Fiat recursio!

Lobina, David; Brenchley, Mark

Steven Weinberg has often noted the difficulties involved in explaining the physical sciences to the public. Those difficulties notwithstanding, physics seems generally well-rendered in the popular press. Not so the core linguistic ideas of Noam Chomsky. And yet, however technical his analyses may be, they are hardly more complex than those of the physicist.

Why the difference?

Emblematic of Chomsky’s popular difficulties has been his notion of recursion: more-or-less the idea that humans can do the same linguistic thing over and over again ad infinitum. So conceived, recursion was, only a few years back, the subject of considerable controversy thanks to two best-selling works by the linguist Daniel Everett, Don’t Sleep, There are Snakes and Language: The Cultural Tool, in which Everett claimed to have discovered a language that seemingly lacked this crucial feature.¹ We now find the recursion controversy prominently recycled in Tom Wolfe’s The Kingdom of Speech, along with the many articles this book has generated in recent months. Most of these publications suffer the same flaw: a misunderstanding of what Chomsky has claimed.

Still, for all its flaws, The Kingdom of Speech does at least have a characteristically striking tale to tell. Or, to be more precise, we should really say it has two of them, one dismissing Chomsky and the other, Charles Darwin. Both tales are apparently intended to prove Wolfe’s claim that language and evolution have nothing to do with each other, and that all of human civilization can be credited to the former. How seriously are we to take Wolfe’s grand narrative? It is hard to know. We simply note that it has been ably demolished elsewhere, and that there would be little point rehashing such criticisms here.² Instead, we focus on a very specific claim within the book that is increasingly important to current debates about language and cognition, but which remains marked by a good deal of conceptual confusion.

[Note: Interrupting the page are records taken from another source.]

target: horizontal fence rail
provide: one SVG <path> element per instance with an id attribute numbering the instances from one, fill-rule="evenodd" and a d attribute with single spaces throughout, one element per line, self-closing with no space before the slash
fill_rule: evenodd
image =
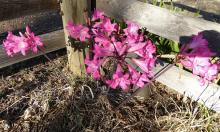
<path id="1" fill-rule="evenodd" d="M 58 7 L 57 0 L 0 0 L 0 21 Z"/>
<path id="2" fill-rule="evenodd" d="M 220 55 L 220 25 L 217 23 L 183 16 L 137 0 L 96 0 L 96 3 L 97 8 L 110 17 L 137 22 L 154 34 L 180 43 L 187 43 L 193 34 L 203 32 L 210 48 Z M 157 65 L 155 72 L 163 67 Z M 198 77 L 187 71 L 182 71 L 181 78 L 178 77 L 179 70 L 173 66 L 156 80 L 220 112 L 220 86 L 201 87 Z"/>

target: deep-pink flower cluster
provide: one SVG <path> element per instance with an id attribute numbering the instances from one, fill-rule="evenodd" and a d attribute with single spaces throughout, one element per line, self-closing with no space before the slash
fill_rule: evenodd
<path id="1" fill-rule="evenodd" d="M 211 62 L 211 57 L 215 53 L 208 47 L 208 41 L 203 38 L 202 33 L 194 35 L 190 43 L 182 46 L 178 58 L 180 63 L 192 70 L 192 73 L 200 76 L 200 83 L 204 85 L 207 82 L 217 78 L 219 72 L 219 62 Z"/>
<path id="2" fill-rule="evenodd" d="M 40 37 L 35 36 L 28 26 L 24 34 L 21 32 L 19 34 L 20 36 L 16 36 L 12 32 L 8 32 L 6 40 L 3 41 L 4 49 L 9 56 L 13 56 L 19 52 L 22 55 L 26 55 L 29 49 L 36 53 L 38 51 L 38 46 L 43 46 Z"/>
<path id="3" fill-rule="evenodd" d="M 101 79 L 101 67 L 111 60 L 117 68 L 112 77 L 104 81 L 113 89 L 127 90 L 131 85 L 144 87 L 152 78 L 156 47 L 136 23 L 127 22 L 127 27 L 120 29 L 103 12 L 95 10 L 88 27 L 69 22 L 66 28 L 72 38 L 94 42 L 92 59 L 89 56 L 85 59 L 86 71 L 93 78 Z"/>

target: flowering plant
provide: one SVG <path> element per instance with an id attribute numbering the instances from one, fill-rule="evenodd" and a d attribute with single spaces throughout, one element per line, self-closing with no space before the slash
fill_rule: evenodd
<path id="1" fill-rule="evenodd" d="M 19 52 L 21 52 L 22 55 L 26 55 L 29 49 L 37 53 L 38 46 L 43 46 L 40 37 L 35 36 L 28 26 L 24 34 L 21 32 L 19 32 L 19 34 L 20 36 L 16 36 L 12 32 L 8 32 L 6 40 L 3 41 L 4 49 L 9 56 L 13 56 Z"/>
<path id="2" fill-rule="evenodd" d="M 128 21 L 127 27 L 121 29 L 97 10 L 89 23 L 86 27 L 69 22 L 66 27 L 72 38 L 94 42 L 92 58 L 88 54 L 85 59 L 87 73 L 97 80 L 103 79 L 113 89 L 119 86 L 127 90 L 131 85 L 143 87 L 149 82 L 153 76 L 156 47 L 136 23 Z M 102 78 L 101 68 L 109 61 L 117 68 L 110 79 Z"/>
<path id="3" fill-rule="evenodd" d="M 126 27 L 122 27 L 103 12 L 95 10 L 92 18 L 87 19 L 86 26 L 68 22 L 66 29 L 73 39 L 90 43 L 92 55 L 87 54 L 85 64 L 87 73 L 94 79 L 103 80 L 113 89 L 120 87 L 123 90 L 132 86 L 142 88 L 152 81 L 156 59 L 161 55 L 138 24 L 127 21 Z M 30 49 L 36 53 L 43 43 L 26 27 L 26 32 L 20 36 L 8 32 L 3 45 L 6 53 L 13 56 L 19 52 L 26 55 Z M 204 85 L 218 76 L 220 62 L 211 60 L 215 55 L 199 33 L 190 43 L 181 46 L 174 63 L 191 69 L 193 74 L 200 76 L 201 85 Z M 113 67 L 113 73 L 105 75 L 105 67 Z"/>
<path id="4" fill-rule="evenodd" d="M 115 60 L 117 68 L 110 80 L 105 82 L 111 87 L 121 87 L 123 90 L 134 85 L 143 87 L 153 77 L 153 67 L 156 60 L 156 46 L 148 39 L 140 27 L 127 21 L 127 27 L 122 29 L 117 23 L 104 16 L 103 12 L 94 11 L 88 26 L 67 24 L 67 30 L 72 38 L 94 42 L 93 56 L 86 57 L 87 73 L 93 78 L 101 78 L 101 67 L 108 61 Z M 201 85 L 217 78 L 220 69 L 219 62 L 211 62 L 215 53 L 208 48 L 208 42 L 202 33 L 194 35 L 189 44 L 181 47 L 175 57 L 176 63 L 181 63 L 192 73 L 200 76 Z M 130 63 L 129 63 L 130 62 Z M 132 65 L 133 64 L 133 65 Z"/>

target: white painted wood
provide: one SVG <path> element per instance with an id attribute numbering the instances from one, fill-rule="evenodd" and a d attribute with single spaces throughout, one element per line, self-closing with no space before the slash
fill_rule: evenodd
<path id="1" fill-rule="evenodd" d="M 155 72 L 161 68 L 163 66 L 157 65 Z M 204 103 L 208 108 L 220 112 L 220 86 L 214 83 L 209 84 L 208 87 L 206 87 L 207 85 L 201 86 L 198 76 L 187 71 L 181 71 L 181 73 L 179 78 L 179 68 L 173 66 L 156 80 L 193 100 Z"/>
<path id="2" fill-rule="evenodd" d="M 182 42 L 181 39 L 185 36 L 189 37 L 192 34 L 205 31 L 204 34 L 209 40 L 211 48 L 218 50 L 219 53 L 219 24 L 186 17 L 136 0 L 97 0 L 97 8 L 104 11 L 108 16 L 135 21 L 141 26 L 147 27 L 152 33 L 178 42 Z M 155 72 L 161 68 L 162 66 L 157 66 Z M 199 102 L 205 102 L 208 108 L 220 112 L 220 86 L 210 84 L 204 91 L 205 88 L 199 85 L 197 76 L 182 71 L 181 78 L 178 78 L 178 72 L 178 68 L 173 66 L 156 80 L 181 94 L 191 97 L 193 100 L 199 98 Z"/>
<path id="3" fill-rule="evenodd" d="M 40 35 L 42 41 L 44 43 L 44 52 L 49 53 L 58 49 L 62 49 L 65 47 L 64 33 L 63 30 L 47 33 L 44 35 Z M 37 54 L 28 53 L 26 56 L 23 55 L 15 55 L 14 57 L 7 56 L 6 52 L 3 49 L 3 46 L 0 45 L 0 68 L 30 59 L 37 56 L 42 55 L 41 52 Z"/>

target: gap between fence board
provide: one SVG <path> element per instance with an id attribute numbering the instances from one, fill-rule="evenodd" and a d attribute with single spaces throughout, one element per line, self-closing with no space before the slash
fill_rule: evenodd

Wolfe tells a tale that goes something like this. In 2002, Chomsky, along with Marc Hauser and W. Tecumseh Fitch, published a landmark paper in Science.³ Among other things, this paper posited recursion as the distinctive feature of human language, mankind being uniquely blessed with the capacity to put one sentence inside another in a potentially infinite series. For Chomsky, this feature came close to expressing a natural law, one present in every possible human language.

Fiat recursio!

Except not every linguist was keen to toe the Chomskyan line. Everett journeyed deep into the Amazon and found the Pirahã, an exotic-seeming tribe whose language—mirabile dictu!—displayed no recursion whatsoever. And that was that for Chomskyan linguistics, whether it be his controversial belief that human languages exhibit universal properties, or his even more controversial belief that we are all born with innate knowledge of language. Everett had landed the knockout blow.

This is more or less Wolfe’s version of events. It is the popular version, too. This would be fine, except for one small problem: it is not true. And this isn’t just in the empirical sense that Everett’s claims regarding the absence of recursion in Pirahã remain open, something Everett acknowledges but Wolfe ignores. It is also not true in a conceptual sense. Recursion may well mean the capacity, more or less, to do the same thing over and over again. But, a more-or-less view of recursion does not quite cut it. To see why, we need to look at some of the technicalities involved.

In responding to the Science paper, scholars have generally taken recursion to mean the nesting of some piece of language of type X inside some other piece of language of type X, a phenomenon referred to as self-embedding. There are many different examples of this kind of self-embedding, found in just about every language under the sun. Perhaps the most commonly discussed, however, and the one used by Wolfe, is the nesting of one sentence inside another. Take the following sentence, for example: The woman was sad. The properties of English grammar are such that we may freely expand it by taking a similar sentence, such as The man was happy, and inserting it at the appropriate point: The woman was sad that the man was happy.⁴ Since we can do that, there is no grammatical reason why we cannot simply insert any number of additional sentences, thereby yielding The woman was sad that the man was happy that the girl was convinced and The woman was sad that the man was happy that the girl was convinced that the boy was frightened; and so on. Figure 1 is a graphic representation of the self-embedding in terms of the tree diagrams by which linguists represent grammatical structure, with each subsequent sentence, S, embedded within the previous S.

Figure 1.

A simplified syntactic representation for the sentence The woman was sad that the man was happy, where (…) indicates the possibility of further instances of self-embedding. The optional word “that” has been omitted from the tree for ease of exposition.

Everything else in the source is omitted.